First things first I don’t think the term choking really works for me. It conjures an image of casually enjoying a meal, when something gets stuck in your throat, causing a very unpleasant sensation. Unless you’re a professional speed eater, like that crazy japanese dude, it doesn’t really bear any relation to professional sports. Asphyxiating is probably more approriate, but I don’t see many headline writers going with ‘South Africa looking to shake off the asphyxiators tag’.

Instead, I propose the term tripping. As in South African had a lead of a mile going into the last lap of a 10,000 metres race when they continually tripped over their own shoe laces, allowing the rest of the field to catch up. They then opened up another lead (thanks to some strange captaincy decisions), before falling at the finishing line. This also captures the fact that a South African choke isn’t a single event, but torturous and long drawn out.

Part 1 – The Fielding

When the pressure of the match is telling, but its not too obvious. The fielding – South Africa gave away 7 runs through misfields and they lost by 7 runs. If it was Pakistan we couldn’t really use that argument, but the Saffers showed that even something as drilled as fielding can crack under pressure. See also Gibbs dropping the World Cup and the whole team dropping a bunch of catches when they should have beaten Australia in the Adelaide test in 1998 I think.

Part 2 – The Pressure Builds

When players who have played well begin to fade. Botha and Van der Merwe have both had not just excellent tournaments, but really good performances against Australia as well (in fact, Van der Merwe bowled well in the IPL also). Today they weren’t as consistent, threw in some full tosses and gave away more runs than usual. See also any South African spinner who is suddenly ‘rated’ by the rest of the world.

Part 3 – The Mini-Fightback

Omar Gul was sensational, but lets not forget that Steyn and Parnell were just as good, even while Malik was making out that we had already got 160. This reminded me a bit of the 1999 semi-final when Bevan and Waugh got Australia out of a hole, but SA fought back to still keep the Aussies to a gettable target.

Part 4 – Did They Not Watch Dead Poet’s Society in South Africa?

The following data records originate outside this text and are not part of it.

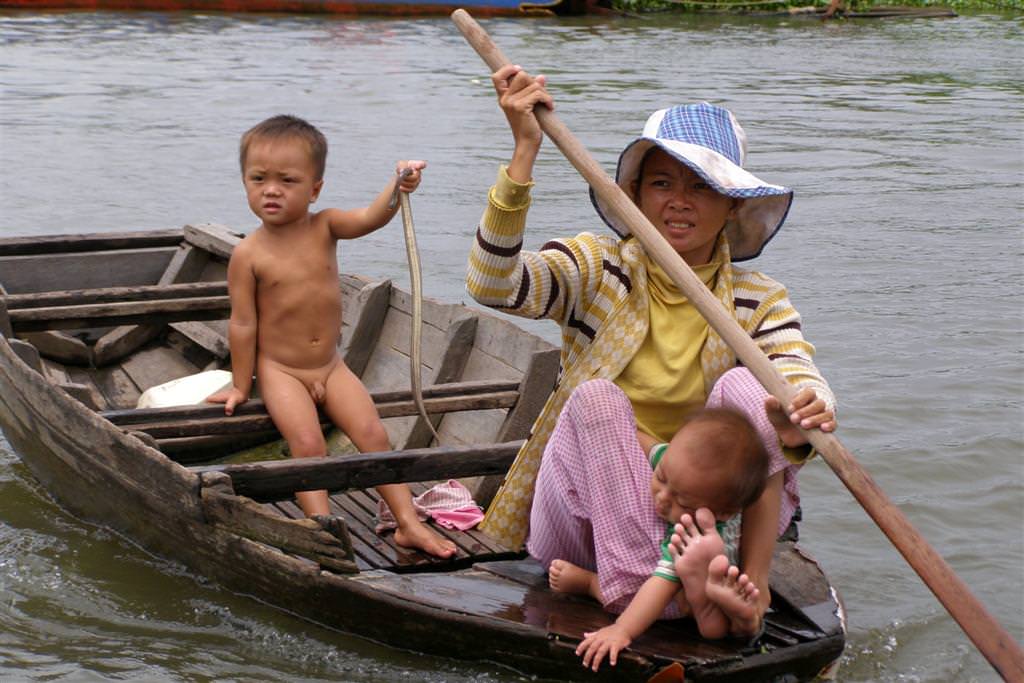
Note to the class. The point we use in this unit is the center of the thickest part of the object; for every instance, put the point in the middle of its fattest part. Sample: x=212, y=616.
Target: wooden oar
x=993, y=641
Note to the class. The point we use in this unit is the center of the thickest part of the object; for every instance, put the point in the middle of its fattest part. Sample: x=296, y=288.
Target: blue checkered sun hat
x=710, y=140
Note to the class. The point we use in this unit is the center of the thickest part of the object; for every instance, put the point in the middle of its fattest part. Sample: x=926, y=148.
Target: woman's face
x=683, y=208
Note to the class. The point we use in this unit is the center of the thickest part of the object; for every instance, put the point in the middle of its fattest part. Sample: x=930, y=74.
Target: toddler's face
x=280, y=180
x=679, y=486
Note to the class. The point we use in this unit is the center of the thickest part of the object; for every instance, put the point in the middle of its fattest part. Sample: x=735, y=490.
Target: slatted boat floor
x=379, y=551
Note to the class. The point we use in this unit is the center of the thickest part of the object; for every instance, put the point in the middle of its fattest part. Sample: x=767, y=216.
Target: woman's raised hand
x=518, y=93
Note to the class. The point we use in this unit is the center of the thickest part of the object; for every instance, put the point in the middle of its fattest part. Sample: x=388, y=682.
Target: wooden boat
x=87, y=323
x=381, y=7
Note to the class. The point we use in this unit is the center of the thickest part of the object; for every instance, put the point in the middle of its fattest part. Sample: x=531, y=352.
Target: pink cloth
x=592, y=503
x=449, y=504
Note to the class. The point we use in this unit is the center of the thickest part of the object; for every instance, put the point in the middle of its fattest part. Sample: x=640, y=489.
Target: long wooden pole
x=987, y=634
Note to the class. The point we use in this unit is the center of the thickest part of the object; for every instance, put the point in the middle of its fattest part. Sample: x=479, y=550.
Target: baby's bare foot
x=420, y=537
x=734, y=594
x=563, y=577
x=692, y=547
x=695, y=544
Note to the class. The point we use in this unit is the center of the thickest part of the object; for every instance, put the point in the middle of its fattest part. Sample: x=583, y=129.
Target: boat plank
x=256, y=407
x=117, y=386
x=87, y=270
x=476, y=542
x=212, y=238
x=5, y=327
x=360, y=525
x=280, y=478
x=60, y=346
x=129, y=312
x=204, y=337
x=458, y=343
x=373, y=307
x=157, y=365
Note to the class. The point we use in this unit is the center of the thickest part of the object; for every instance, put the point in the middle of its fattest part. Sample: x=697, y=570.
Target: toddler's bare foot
x=693, y=546
x=563, y=577
x=420, y=537
x=734, y=594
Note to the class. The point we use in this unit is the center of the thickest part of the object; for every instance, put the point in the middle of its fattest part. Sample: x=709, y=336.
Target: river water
x=903, y=252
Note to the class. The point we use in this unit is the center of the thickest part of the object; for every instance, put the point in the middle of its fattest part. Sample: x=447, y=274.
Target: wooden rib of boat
x=87, y=323
x=377, y=7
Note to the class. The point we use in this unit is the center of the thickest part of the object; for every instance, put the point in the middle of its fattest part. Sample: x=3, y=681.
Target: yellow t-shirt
x=665, y=381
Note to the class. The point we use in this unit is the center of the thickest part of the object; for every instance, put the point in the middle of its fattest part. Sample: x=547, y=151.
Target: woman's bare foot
x=693, y=546
x=418, y=536
x=563, y=577
x=735, y=595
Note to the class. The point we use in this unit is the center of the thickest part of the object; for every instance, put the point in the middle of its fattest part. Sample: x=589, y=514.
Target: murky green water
x=903, y=252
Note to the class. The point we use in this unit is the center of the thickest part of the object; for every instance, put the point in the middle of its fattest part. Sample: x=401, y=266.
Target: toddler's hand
x=410, y=174
x=229, y=397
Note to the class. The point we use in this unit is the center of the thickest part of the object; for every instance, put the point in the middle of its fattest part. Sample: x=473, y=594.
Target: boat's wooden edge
x=29, y=400
x=323, y=541
x=44, y=245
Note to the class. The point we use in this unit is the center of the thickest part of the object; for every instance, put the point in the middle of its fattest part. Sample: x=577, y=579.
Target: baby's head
x=715, y=461
x=285, y=128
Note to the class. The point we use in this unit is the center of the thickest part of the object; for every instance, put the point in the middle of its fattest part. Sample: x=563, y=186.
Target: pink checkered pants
x=592, y=503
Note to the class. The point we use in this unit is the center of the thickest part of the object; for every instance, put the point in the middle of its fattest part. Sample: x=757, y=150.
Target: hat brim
x=759, y=218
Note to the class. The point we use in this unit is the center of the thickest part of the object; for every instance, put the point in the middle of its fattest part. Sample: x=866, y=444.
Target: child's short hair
x=284, y=126
x=728, y=439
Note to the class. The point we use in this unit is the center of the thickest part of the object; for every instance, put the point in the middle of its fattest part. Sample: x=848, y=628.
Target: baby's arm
x=356, y=222
x=643, y=610
x=241, y=330
x=760, y=526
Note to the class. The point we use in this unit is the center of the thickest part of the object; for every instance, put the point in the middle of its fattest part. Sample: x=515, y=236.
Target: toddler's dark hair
x=284, y=126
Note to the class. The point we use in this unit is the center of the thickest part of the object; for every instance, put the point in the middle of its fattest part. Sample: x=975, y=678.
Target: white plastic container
x=186, y=390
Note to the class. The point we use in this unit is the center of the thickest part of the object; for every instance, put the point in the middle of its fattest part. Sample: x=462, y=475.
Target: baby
x=714, y=467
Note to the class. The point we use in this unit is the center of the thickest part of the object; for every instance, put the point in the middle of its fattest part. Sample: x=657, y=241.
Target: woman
x=623, y=319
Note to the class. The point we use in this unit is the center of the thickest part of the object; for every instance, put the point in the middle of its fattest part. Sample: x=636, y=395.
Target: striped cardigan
x=595, y=288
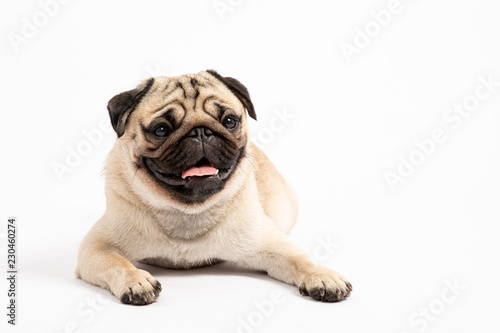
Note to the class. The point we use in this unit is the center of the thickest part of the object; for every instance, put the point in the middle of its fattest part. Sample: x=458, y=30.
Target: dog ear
x=121, y=106
x=238, y=89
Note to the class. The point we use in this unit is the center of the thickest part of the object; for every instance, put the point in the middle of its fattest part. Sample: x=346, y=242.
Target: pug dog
x=185, y=188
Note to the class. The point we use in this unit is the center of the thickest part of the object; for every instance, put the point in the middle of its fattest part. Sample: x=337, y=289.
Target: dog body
x=185, y=189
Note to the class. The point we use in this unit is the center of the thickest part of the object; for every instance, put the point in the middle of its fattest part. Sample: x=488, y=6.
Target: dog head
x=186, y=136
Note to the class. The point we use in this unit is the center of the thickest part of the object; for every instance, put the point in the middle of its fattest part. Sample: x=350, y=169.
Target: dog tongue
x=200, y=171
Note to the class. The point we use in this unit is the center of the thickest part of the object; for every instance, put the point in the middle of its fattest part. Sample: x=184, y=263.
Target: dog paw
x=325, y=285
x=138, y=288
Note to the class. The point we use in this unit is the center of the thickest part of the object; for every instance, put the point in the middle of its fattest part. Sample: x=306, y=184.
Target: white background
x=352, y=119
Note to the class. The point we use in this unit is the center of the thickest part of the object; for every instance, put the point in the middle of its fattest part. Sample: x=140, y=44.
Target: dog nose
x=200, y=134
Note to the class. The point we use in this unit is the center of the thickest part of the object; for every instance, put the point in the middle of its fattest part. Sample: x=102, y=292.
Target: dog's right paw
x=138, y=287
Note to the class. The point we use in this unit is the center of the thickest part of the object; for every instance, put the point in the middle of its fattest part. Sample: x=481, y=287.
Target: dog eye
x=161, y=131
x=230, y=122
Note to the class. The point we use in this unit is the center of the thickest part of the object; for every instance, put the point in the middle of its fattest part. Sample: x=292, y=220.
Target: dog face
x=186, y=135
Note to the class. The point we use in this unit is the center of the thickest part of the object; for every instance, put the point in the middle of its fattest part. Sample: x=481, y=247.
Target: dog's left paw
x=325, y=285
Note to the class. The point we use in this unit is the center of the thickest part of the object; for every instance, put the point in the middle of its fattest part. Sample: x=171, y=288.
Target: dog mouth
x=202, y=171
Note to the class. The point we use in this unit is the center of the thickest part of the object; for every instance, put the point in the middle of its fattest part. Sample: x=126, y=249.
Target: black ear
x=121, y=106
x=238, y=89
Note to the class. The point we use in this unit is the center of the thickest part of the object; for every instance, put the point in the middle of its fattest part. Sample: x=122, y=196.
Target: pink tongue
x=200, y=171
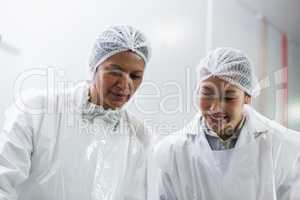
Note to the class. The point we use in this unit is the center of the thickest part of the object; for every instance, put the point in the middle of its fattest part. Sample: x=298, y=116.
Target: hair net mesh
x=230, y=65
x=117, y=39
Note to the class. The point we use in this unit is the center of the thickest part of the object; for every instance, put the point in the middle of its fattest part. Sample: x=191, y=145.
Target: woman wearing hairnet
x=87, y=146
x=229, y=151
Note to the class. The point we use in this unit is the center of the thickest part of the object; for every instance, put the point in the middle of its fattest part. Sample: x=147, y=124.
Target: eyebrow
x=118, y=67
x=230, y=92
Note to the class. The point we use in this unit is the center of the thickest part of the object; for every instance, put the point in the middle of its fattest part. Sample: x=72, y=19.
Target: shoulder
x=138, y=128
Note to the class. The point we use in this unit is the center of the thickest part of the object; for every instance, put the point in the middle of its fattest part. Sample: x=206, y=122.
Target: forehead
x=126, y=61
x=215, y=83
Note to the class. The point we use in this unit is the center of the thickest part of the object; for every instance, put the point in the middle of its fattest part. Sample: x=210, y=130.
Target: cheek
x=135, y=85
x=204, y=104
x=106, y=82
x=234, y=109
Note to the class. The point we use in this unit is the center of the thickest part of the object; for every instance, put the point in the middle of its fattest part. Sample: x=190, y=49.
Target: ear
x=247, y=99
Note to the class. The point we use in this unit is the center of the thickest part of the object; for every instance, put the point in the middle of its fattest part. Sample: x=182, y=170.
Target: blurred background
x=53, y=38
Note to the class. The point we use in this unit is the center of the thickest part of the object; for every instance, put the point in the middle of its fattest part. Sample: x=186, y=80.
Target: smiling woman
x=102, y=153
x=117, y=79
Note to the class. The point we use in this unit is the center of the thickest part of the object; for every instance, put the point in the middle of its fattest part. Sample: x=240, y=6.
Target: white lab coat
x=264, y=164
x=61, y=154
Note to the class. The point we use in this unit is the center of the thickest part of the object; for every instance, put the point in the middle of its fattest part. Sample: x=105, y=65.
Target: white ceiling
x=283, y=14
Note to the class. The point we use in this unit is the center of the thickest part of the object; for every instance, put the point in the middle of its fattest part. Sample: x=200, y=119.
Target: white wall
x=61, y=34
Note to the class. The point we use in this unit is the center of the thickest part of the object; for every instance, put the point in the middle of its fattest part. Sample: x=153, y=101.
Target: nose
x=125, y=83
x=217, y=105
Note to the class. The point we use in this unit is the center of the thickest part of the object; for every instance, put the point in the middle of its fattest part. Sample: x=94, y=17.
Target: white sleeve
x=15, y=152
x=290, y=188
x=166, y=189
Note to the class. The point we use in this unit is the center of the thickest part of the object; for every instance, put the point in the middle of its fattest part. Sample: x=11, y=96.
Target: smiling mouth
x=219, y=118
x=120, y=97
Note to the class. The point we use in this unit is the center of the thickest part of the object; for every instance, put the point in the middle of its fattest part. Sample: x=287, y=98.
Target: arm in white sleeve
x=290, y=188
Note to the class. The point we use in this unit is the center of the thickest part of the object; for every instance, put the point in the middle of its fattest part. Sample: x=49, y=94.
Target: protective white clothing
x=72, y=150
x=117, y=39
x=232, y=66
x=264, y=164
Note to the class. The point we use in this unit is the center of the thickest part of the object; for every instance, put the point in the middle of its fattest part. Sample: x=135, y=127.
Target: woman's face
x=117, y=79
x=221, y=104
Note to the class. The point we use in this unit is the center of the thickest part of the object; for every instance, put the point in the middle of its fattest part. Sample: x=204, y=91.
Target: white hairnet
x=230, y=65
x=118, y=39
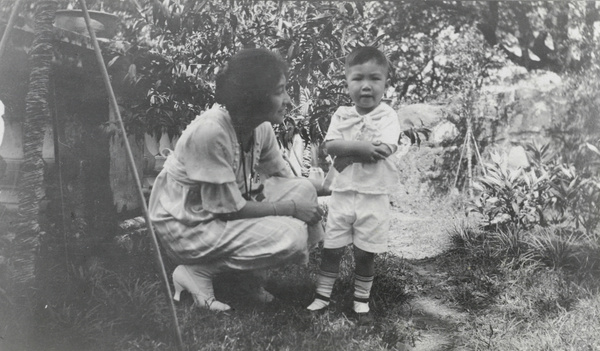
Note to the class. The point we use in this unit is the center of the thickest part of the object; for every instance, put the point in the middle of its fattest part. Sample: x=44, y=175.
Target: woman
x=208, y=213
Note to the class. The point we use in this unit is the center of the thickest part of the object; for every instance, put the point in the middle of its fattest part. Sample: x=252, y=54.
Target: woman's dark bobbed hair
x=248, y=78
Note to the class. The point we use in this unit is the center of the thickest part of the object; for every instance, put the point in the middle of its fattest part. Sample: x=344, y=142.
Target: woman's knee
x=362, y=256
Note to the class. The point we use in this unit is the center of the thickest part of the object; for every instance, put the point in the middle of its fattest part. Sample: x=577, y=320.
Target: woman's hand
x=308, y=212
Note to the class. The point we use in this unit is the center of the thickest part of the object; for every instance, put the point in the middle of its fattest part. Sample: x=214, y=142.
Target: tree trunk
x=37, y=117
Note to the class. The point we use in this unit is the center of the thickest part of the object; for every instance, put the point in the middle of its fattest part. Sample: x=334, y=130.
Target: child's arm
x=365, y=151
x=341, y=162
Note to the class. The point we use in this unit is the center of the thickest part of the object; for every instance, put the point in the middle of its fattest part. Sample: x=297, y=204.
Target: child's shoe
x=320, y=304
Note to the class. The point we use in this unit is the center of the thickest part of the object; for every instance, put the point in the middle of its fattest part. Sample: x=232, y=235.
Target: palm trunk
x=37, y=117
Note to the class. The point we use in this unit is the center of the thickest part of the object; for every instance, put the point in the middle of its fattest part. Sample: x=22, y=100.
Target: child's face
x=366, y=84
x=279, y=100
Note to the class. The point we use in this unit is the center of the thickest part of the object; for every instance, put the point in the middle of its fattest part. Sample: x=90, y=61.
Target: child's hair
x=365, y=54
x=249, y=77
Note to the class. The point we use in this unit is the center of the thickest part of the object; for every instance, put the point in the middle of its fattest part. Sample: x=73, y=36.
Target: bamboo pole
x=115, y=108
x=469, y=155
x=9, y=26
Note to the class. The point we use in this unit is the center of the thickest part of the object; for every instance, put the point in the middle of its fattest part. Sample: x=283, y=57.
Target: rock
x=420, y=115
x=444, y=131
x=517, y=157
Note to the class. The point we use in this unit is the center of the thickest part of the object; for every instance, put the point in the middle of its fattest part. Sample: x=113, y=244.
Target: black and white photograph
x=288, y=175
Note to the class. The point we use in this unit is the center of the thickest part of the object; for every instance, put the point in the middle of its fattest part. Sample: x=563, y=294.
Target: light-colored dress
x=205, y=176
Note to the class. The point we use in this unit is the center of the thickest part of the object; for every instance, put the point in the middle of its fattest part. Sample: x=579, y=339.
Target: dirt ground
x=420, y=231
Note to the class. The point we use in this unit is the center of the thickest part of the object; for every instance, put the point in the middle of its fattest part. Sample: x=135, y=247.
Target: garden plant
x=524, y=264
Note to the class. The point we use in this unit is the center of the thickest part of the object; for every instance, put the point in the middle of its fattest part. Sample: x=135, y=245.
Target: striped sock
x=325, y=281
x=362, y=291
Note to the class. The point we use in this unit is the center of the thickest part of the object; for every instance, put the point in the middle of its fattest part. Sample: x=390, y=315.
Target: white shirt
x=380, y=125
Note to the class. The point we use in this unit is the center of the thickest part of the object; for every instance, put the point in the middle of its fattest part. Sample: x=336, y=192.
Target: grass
x=521, y=290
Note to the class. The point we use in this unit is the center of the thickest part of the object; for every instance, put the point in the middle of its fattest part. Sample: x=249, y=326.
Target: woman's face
x=279, y=100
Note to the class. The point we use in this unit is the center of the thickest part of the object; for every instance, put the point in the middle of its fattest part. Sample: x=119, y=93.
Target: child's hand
x=341, y=162
x=384, y=149
x=373, y=153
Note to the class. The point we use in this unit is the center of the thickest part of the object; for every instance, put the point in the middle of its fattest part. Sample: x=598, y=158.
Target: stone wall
x=514, y=107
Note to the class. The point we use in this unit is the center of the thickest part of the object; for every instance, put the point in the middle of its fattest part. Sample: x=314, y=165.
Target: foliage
x=509, y=196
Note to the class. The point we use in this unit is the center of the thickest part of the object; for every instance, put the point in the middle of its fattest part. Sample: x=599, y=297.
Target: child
x=360, y=138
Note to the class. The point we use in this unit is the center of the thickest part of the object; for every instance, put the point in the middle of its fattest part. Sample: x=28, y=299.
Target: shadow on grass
x=114, y=300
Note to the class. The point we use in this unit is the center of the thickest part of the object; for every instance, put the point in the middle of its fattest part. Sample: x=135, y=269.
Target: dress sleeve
x=207, y=156
x=390, y=128
x=221, y=198
x=333, y=131
x=271, y=159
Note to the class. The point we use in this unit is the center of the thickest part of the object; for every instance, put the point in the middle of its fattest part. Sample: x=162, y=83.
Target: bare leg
x=328, y=272
x=364, y=272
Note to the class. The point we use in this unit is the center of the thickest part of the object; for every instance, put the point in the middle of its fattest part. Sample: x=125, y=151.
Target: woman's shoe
x=198, y=282
x=263, y=295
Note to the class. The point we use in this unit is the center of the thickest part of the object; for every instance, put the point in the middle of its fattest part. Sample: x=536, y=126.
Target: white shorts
x=362, y=219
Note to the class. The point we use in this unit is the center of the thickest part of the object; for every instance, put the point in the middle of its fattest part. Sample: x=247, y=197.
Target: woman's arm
x=302, y=210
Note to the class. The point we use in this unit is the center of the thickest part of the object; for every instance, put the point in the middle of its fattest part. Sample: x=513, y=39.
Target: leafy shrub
x=509, y=196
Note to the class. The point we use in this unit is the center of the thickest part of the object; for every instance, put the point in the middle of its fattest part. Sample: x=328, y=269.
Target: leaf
x=593, y=148
x=234, y=21
x=349, y=9
x=360, y=8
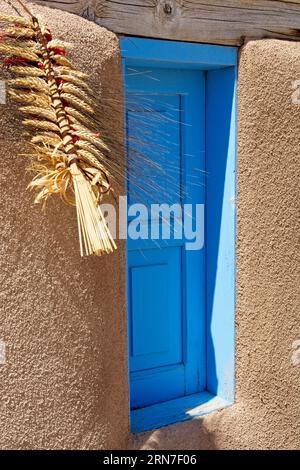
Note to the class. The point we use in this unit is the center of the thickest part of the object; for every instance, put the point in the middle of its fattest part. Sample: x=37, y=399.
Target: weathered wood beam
x=211, y=21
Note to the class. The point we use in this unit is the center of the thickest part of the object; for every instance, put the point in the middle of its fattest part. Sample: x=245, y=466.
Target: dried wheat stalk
x=56, y=102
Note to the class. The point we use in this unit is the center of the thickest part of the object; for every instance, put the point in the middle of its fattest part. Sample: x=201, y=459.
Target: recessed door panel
x=165, y=111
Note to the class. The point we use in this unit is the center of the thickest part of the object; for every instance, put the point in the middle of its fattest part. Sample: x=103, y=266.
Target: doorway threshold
x=174, y=411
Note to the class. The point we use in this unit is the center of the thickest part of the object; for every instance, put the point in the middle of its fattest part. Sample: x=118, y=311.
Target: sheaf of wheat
x=67, y=157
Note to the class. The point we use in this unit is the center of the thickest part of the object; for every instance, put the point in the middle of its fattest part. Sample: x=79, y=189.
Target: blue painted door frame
x=217, y=65
x=166, y=282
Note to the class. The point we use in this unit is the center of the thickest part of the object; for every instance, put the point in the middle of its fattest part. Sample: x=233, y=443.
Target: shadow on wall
x=197, y=437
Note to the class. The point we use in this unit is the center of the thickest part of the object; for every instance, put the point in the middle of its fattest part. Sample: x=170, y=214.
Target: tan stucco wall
x=63, y=319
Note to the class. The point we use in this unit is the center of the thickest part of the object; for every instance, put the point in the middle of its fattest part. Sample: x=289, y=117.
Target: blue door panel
x=153, y=123
x=156, y=385
x=155, y=308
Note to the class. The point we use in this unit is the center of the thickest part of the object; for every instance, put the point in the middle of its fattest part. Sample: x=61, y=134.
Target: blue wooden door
x=165, y=116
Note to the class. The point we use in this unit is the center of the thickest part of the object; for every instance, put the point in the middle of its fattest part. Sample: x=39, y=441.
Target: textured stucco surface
x=267, y=410
x=62, y=317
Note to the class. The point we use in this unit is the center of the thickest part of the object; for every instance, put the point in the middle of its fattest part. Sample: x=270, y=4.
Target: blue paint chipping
x=181, y=346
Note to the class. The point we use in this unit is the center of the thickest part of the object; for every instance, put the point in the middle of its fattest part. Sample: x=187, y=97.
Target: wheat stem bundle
x=68, y=159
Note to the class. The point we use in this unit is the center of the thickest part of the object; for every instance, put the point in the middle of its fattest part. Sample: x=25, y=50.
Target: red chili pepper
x=15, y=60
x=48, y=36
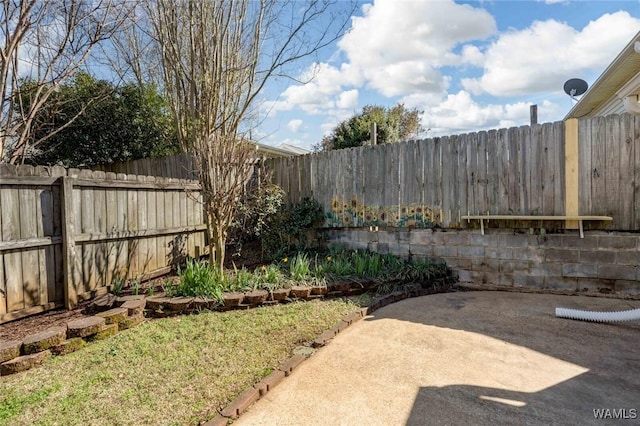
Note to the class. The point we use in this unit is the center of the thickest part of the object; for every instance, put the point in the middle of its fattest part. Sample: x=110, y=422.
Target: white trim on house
x=620, y=79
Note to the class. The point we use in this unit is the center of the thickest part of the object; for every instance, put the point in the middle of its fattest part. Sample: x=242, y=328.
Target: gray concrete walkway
x=481, y=358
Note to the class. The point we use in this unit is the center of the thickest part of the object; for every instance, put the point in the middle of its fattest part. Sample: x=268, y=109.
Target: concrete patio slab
x=482, y=358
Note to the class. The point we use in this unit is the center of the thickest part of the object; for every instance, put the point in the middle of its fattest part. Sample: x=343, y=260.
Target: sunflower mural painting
x=354, y=213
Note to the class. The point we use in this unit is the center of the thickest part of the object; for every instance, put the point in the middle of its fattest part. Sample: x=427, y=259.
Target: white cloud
x=396, y=49
x=348, y=99
x=294, y=125
x=542, y=57
x=459, y=113
x=399, y=46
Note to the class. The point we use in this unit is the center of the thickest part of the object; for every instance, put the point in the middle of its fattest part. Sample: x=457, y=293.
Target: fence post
x=571, y=172
x=69, y=255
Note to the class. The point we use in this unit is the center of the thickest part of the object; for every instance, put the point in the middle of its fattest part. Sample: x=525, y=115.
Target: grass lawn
x=176, y=370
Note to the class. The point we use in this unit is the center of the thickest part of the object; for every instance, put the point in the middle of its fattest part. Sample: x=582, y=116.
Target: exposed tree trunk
x=217, y=56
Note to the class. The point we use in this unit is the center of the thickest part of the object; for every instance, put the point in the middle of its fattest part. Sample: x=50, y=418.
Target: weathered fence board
x=66, y=234
x=507, y=171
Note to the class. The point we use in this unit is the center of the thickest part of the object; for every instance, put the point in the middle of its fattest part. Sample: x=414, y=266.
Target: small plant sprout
x=135, y=286
x=300, y=267
x=117, y=284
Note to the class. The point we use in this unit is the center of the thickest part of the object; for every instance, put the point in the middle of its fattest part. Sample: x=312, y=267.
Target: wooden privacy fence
x=66, y=234
x=516, y=171
x=179, y=166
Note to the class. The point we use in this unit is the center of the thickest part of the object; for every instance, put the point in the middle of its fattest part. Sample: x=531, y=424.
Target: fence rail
x=65, y=234
x=516, y=171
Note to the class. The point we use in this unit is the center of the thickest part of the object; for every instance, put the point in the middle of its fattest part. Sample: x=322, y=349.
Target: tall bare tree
x=45, y=42
x=217, y=57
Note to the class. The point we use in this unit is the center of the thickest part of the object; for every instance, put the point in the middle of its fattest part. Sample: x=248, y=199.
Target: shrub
x=288, y=233
x=255, y=214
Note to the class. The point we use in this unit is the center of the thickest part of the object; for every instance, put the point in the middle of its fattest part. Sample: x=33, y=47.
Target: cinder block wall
x=601, y=262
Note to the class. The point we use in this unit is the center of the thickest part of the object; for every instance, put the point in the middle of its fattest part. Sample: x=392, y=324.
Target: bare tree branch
x=46, y=43
x=217, y=58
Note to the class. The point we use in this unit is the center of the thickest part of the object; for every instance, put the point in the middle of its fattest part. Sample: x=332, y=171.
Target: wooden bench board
x=578, y=218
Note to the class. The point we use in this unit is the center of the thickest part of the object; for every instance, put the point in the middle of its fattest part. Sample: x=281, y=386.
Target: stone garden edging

Carpe Diem my friends, carpe diem. Amazingly Simon Doull, who I had very low expectations of, rightly said that when the Proteas were chasing 10 an over against Omar Gul and Ajmal, they didn’t want to look back and wonder why they let Amir go 3 overs for 15. Amir’s figures in his first spell – 3 overs for 15.

This one is on Kallis – don’t be fooled by his stats. They had to attack Razzaq and Amir, just like Windies will have to (and will) attack Kuleskera/Udana/Matthews. You know what’s coming so get ahead of the rate. That might even mean Omar Gul comes on early instead of throttling you at the death.

Part 5 – Lack of Flexible Thinking

Duminy along with Rohit Sharma is one of my favourite batsmen in the world right now. However, by still sending him in when they did, they were accepting the rate would climb. When you have that many hitters in your team, you can sacrifice one if the situation demands. I hate Roelof van der Merwe’s batting but he would have been the ideal guy to try and slog the spinners out of the attack.

The same thing happened when they didn’t promote Gibbs up to open. This is unlike Pakistan who astonoshingly used Afridi sensibly. Don’t even get me started about Morkel not getting a chance to hit – the thing is, this used to happen with Klusener all the time and they still haven’t learnt.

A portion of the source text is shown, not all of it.